On OSX, you will need to install prerequisites:

brew install pkg-config cairo pango libpng jpeg giflib librsvg pixman
npm install

Then, you are ready to run the UI:

npm -w ui-core run build
HTTPS=true npm -w ui-admin start

Then go to localhost:3000 you can log in as "[email protected]" using developer mode login to start. Then use the manage users UI to add yourself, or add yourself to the initial seed data in populate/src/main/resources/seed/adminUsers and the BaseSeedPopulator.ADMIN_USERS_TO_POPULATE. Once you do that, your user will be created in the database on every clean if the database is empty.

Participant tool

Participant API (api-participant module)

In IntelliJ, you can either run ApiParticipantApp directly (use the Run menu to choose ApiParticipantApp), or execute the "bootRun" gradle task. In basic development mode, this will only serve the API, not the frontend assets.

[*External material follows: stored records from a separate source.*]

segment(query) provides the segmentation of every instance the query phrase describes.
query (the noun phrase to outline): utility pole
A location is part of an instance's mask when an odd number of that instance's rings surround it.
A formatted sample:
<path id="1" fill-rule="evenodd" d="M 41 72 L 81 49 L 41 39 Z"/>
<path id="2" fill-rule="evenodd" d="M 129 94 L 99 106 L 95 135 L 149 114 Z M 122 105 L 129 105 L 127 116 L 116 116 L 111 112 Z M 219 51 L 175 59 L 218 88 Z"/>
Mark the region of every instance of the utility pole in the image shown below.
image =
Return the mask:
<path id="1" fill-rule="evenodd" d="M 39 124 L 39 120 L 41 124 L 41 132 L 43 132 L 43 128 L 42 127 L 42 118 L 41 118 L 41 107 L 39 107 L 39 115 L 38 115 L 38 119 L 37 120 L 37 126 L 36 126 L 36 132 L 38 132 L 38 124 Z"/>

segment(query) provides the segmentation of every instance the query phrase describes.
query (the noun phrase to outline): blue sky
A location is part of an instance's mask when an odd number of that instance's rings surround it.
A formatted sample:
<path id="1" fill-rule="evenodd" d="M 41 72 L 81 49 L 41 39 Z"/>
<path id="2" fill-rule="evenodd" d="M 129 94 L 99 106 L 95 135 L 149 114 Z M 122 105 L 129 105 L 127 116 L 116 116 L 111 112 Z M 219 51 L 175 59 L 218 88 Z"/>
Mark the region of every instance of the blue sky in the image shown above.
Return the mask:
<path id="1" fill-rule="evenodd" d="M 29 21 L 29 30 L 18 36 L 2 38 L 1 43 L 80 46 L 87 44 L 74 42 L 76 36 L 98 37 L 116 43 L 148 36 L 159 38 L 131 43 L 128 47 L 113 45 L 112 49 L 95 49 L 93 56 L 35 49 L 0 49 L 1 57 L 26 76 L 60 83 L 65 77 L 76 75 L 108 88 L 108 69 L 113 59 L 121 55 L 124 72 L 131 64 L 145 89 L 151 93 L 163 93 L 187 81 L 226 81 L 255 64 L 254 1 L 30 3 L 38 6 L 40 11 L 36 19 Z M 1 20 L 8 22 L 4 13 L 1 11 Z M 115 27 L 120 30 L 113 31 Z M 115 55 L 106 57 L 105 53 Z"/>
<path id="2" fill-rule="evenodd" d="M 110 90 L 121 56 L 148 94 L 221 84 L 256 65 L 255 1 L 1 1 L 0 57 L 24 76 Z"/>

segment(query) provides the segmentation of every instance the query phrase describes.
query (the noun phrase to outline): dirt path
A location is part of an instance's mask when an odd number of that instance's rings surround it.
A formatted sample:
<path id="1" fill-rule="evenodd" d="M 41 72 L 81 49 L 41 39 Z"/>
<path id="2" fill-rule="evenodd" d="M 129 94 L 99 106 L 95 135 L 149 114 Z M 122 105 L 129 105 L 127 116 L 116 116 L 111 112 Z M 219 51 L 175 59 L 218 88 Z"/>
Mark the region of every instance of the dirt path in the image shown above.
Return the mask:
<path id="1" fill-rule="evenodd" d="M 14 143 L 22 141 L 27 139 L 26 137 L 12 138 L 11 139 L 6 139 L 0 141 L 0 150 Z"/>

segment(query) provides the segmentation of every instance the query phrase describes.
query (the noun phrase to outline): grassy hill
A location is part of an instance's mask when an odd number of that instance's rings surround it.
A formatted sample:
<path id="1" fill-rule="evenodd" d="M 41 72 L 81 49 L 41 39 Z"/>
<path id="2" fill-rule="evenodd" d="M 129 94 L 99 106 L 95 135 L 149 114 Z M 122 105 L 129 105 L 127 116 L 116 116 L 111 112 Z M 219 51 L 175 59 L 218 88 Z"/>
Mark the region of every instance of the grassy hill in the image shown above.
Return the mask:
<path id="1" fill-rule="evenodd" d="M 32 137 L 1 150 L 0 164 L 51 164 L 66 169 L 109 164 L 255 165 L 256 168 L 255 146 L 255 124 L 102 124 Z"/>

Participant UI (ui-participant module)

Similar to the Admin UI, you will need to first install prerequisites if not done so already:

brew install pkg-config cairo pango libpng jpeg giflib librsvg pixman
npm install

Then, you are ready to run the UI:

npm -w ui-core run build
HTTPS=true npm -w ui-participant start

(note that you can just run REACT_APP_UNAUTHED_LOGIN=true HTTPS=true npm -w ui-participant start if you don't need to test B2C login functionality) Then go to sandbox.ourhealth.localhost:3001 (Notice how you need the environment name and portal name as subdomains) There are a number of pre-existing participants you can log in as, such as [email protected] or [email protected]. All synthetic users have the password 'd2p4eva!'

Unit tests

Server:

  • To run all backend unit tests, you can run ./gradlew test from the command line.
  • You can also run individual tests or test suites from IntelliJ by right-clicking on the test or test suite and selecting "Run".

UI:

  • You can run all frontend tests by running npm --workspace=ui-core --workspace=ui-admin --workspace=ui-participant test from the command line.
  • You can also run individual tests or test suites from IntelliJ by right-clicking on the test or test suite and selecting "Run".

Feature Development

Adding a new model

  1. Create the schema, models, and services
    1. Create your POJO model in core/src/main/java/bio/terra/pearl/core/model, you will almost certainly want to extend BaseEntity
    2. Add a liquibase changeset in core/src/main/resources/db/changelog/changesets to add/update any DB schema
    3. Add a DAO in core/src/main/java/bio/terra/pearl/core/dao. Extending BaseJdbiDao will give you built-in create, find, and delete methods. BaseJDBIDao makes some basic assumptions about which fields in your POJO should be persisted, and queried, so you may have to override those as-needed if your POJO is complex.
    4. Add a test for your DAO in core/src/test/java/bio/terra/pearl/core/dao Assuming you just overrode BaseJdbiDao, a simple create/get/delete test should be sufficient, and will mainly serve to confirm that the database schema is correct
    5. Add a service in core/src/test/java/bio/terra/pearl/core/service for exposing any DAO methods, and handling transaction wrappers, and implementing any complex logic
    6. Add a test for any non-trivial service methods in core/src/test/java/bio/terra/pearl/core/service
  2. Add synthetic data for your new model
    1. Add seed data in populate/src/main/resources/seed. This may be either adding new files, or updating existing files with new objects
    2. Create a populator (or update an existing populator) in populate/src/main/java/bio/terra/pearl/populate/service In general, a separate populator should be created if the model is a standalone entity. If it is wholly owned by another object, the populate logic should either be in the populator for that entity, or in the service
    3. Use the PopulateCliApp to test that the populator puts your new seed data in the database
  3. Add a controller
    1. Edit api-admin/src/main/resources/api/openapi.yml to add a new path and endpoint configuration for your controller
    2. Add a controller in api-admin/src/main/java/bio/terra/pearl/api/admin/controller implementing the interface generated by the openapi yaml.
    3. visit localhost:8080 to confirm your new endpoint works.